Gideon Bibles and Atheist Literature Being Handed Out to Kentucky Students

Boone County Schools students in Kentucky will see the distribution of both Gideon International Bibles and The Young Atheists Survival Guide book, after the Christian organization and a local atheist group were given permission to hand out literature.

Gideons International and the Tri-State Freethinkers group will reportedly offer Bibles and by Hemant Mehta's book on Tuesday, Fox 19 reported.

In a short email message to The Christian Post on Tuesday, Gideons Director of Communications Jeff Pack said: "From our standpoint, what work we do is through the school board and we follow whatever direction they give us. That¹s our standard practice."

Creation Museum President and CEO Ken Ham, whose organization is based in Kentucky, has expressed opposition to the distribution of atheist material.

"The reason for handing out this atheist book is to attack the Bible and the Christian faith – and the atheists really just want Bible distribution by volunteers to be stopped all together. And of course, atheists do not ultimately have any positive message to give. What can someone who says there is no God, and declares that when you die you cease to exist, really offer people except some subjective opinions for living in the here and now?" Ham wrote in a post for Answers in Genesis in May.

In response, Mehta, who is a high school math teacher in Illinois and serves on the board of directors for Foundation Beyond Belief, wrote on his "Friendly Atheist" blog that his book is "not anti-Christian at all and simply explains to all audiences how they can help young atheists."
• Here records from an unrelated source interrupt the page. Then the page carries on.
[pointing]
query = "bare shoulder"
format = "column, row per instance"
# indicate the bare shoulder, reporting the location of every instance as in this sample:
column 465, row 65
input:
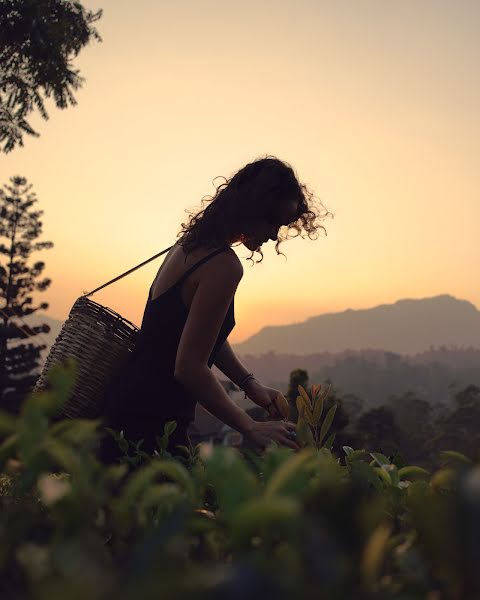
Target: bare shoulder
column 226, row 266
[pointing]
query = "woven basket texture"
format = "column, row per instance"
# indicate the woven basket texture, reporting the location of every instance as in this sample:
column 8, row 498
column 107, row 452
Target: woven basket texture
column 100, row 340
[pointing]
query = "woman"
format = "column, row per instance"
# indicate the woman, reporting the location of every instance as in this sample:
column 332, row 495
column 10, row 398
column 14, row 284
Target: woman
column 190, row 313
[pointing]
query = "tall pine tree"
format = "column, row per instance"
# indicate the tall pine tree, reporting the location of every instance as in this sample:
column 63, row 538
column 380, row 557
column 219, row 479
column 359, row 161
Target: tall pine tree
column 20, row 226
column 38, row 41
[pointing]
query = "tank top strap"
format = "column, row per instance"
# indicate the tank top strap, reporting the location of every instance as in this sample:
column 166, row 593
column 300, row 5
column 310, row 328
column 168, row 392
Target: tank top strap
column 198, row 264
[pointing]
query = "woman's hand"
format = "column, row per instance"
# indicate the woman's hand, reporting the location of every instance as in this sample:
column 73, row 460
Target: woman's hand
column 264, row 397
column 263, row 433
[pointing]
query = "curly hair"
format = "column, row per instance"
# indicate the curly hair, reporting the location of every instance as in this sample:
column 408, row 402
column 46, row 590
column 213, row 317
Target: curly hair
column 255, row 191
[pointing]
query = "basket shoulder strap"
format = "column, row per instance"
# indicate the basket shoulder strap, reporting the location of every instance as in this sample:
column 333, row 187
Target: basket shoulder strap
column 127, row 272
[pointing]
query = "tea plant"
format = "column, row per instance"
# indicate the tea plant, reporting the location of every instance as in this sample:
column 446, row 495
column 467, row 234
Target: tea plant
column 221, row 522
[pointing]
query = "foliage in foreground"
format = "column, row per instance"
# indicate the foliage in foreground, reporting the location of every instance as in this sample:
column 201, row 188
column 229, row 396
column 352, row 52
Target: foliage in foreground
column 220, row 523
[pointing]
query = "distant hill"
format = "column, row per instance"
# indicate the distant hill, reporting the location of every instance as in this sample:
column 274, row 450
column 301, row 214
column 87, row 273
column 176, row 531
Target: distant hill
column 405, row 327
column 46, row 338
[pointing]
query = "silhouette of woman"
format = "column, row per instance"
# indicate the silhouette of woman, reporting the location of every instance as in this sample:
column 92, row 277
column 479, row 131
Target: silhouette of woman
column 189, row 314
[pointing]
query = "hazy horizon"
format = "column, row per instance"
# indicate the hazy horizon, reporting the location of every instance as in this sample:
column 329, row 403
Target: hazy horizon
column 374, row 104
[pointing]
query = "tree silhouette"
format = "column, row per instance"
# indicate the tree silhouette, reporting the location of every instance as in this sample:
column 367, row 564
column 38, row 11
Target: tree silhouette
column 297, row 377
column 20, row 225
column 38, row 39
column 377, row 431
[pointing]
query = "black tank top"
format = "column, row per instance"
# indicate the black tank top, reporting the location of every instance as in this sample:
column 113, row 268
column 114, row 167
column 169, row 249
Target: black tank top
column 146, row 385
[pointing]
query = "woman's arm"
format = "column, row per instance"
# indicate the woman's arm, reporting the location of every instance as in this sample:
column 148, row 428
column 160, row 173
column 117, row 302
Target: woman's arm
column 230, row 365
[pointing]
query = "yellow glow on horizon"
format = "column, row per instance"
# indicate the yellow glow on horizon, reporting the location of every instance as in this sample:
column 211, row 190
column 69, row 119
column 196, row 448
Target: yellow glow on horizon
column 385, row 133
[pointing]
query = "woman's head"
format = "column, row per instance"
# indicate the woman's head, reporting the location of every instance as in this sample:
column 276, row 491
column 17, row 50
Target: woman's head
column 252, row 207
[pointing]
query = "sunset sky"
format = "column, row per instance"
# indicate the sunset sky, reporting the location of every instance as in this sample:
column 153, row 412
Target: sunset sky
column 374, row 103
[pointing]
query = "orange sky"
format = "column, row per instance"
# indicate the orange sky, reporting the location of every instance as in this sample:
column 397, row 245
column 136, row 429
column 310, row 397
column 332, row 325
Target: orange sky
column 374, row 103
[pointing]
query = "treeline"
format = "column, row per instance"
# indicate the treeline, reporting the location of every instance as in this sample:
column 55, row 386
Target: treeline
column 375, row 375
column 403, row 426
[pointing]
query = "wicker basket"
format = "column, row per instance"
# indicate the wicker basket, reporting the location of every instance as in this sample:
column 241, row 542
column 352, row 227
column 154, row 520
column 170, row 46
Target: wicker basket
column 101, row 341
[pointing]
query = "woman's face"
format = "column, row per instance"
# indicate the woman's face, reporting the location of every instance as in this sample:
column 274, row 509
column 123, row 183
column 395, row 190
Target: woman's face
column 266, row 228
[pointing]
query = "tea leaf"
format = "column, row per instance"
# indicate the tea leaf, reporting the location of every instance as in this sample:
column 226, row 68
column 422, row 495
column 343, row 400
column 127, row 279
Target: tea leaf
column 412, row 470
column 8, row 423
column 329, row 443
column 305, row 396
column 288, row 473
column 380, row 459
column 317, row 411
column 264, row 514
column 456, row 456
column 374, row 552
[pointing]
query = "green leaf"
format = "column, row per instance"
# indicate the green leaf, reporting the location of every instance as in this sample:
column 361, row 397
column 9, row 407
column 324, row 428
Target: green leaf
column 305, row 397
column 327, row 423
column 263, row 515
column 374, row 553
column 8, row 423
column 304, row 410
column 170, row 427
column 383, row 474
column 304, row 434
column 317, row 411
column 329, row 443
column 380, row 459
column 456, row 456
column 289, row 473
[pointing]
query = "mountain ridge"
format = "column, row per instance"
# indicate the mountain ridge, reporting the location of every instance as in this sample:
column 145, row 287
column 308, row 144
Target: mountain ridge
column 407, row 326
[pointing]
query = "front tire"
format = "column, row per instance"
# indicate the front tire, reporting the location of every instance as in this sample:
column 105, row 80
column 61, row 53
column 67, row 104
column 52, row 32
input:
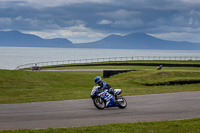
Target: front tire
column 99, row 102
column 122, row 104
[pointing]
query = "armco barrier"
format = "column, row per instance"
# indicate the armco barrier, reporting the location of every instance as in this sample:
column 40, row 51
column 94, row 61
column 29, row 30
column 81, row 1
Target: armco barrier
column 80, row 61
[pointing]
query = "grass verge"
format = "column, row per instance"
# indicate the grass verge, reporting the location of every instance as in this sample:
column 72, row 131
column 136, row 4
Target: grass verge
column 180, row 126
column 37, row 86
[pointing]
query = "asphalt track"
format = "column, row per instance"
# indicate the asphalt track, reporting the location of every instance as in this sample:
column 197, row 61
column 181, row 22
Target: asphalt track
column 71, row 113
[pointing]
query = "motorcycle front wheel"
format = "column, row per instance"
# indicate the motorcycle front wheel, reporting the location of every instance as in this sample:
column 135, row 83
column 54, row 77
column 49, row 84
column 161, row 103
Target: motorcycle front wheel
column 99, row 102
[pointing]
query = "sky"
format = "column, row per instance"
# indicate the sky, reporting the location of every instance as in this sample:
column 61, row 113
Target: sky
column 91, row 20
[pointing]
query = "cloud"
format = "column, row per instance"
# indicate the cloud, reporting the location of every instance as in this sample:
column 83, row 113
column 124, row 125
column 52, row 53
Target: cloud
column 81, row 19
column 105, row 22
column 5, row 21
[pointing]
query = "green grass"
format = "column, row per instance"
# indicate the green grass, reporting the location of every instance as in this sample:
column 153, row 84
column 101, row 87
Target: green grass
column 181, row 126
column 35, row 86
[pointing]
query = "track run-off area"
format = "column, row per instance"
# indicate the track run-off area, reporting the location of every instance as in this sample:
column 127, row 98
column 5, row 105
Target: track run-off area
column 73, row 113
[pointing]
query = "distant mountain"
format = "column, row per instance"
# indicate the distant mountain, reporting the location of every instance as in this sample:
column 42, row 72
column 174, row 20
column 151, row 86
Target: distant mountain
column 139, row 41
column 130, row 41
column 18, row 39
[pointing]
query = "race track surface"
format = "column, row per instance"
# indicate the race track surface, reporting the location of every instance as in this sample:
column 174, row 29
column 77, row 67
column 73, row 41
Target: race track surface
column 71, row 113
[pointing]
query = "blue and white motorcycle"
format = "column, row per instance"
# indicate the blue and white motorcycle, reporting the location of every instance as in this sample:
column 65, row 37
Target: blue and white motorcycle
column 104, row 99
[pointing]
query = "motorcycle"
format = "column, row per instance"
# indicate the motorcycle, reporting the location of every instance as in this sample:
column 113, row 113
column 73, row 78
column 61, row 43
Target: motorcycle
column 100, row 98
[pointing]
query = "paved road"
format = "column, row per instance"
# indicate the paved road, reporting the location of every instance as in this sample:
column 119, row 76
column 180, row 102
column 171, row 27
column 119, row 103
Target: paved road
column 169, row 106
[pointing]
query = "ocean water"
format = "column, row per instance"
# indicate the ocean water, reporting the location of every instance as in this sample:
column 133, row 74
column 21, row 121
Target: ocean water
column 11, row 57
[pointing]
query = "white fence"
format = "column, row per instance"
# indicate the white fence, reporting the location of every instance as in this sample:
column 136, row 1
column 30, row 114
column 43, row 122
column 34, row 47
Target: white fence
column 51, row 63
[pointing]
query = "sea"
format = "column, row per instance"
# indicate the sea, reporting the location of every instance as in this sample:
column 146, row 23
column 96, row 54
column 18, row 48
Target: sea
column 11, row 57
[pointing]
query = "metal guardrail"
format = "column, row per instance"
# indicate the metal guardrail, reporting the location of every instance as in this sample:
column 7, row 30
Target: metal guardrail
column 51, row 63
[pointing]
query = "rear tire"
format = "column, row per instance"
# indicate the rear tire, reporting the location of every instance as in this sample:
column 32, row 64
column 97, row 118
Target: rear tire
column 99, row 102
column 122, row 104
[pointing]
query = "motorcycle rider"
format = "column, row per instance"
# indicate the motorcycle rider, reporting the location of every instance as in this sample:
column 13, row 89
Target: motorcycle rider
column 105, row 87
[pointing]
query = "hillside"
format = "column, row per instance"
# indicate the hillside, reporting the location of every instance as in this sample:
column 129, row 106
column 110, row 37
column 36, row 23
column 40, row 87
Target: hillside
column 130, row 41
column 139, row 41
column 18, row 39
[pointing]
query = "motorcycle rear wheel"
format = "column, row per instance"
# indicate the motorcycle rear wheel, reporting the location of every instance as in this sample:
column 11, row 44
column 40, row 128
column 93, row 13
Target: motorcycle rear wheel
column 122, row 104
column 99, row 102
He added that there is no hidden agenda behind the distribution of the books, and argued that atheists are taking advantage of the same opportunity that The Gideons are given when they hand out Bibles at public schools.

Ham believes the survival guide falsely attempts to "make atheists out to be 'friendly' people, who are just wanting what they consider to be the 'best' for the culture."

Mehta responded by asking: "Does Ham believe atheists aren't capable of being nice people?"

A listing for the Tri-State Freethinkers event notes that 12 people signed up to hand out Mehta's book to students.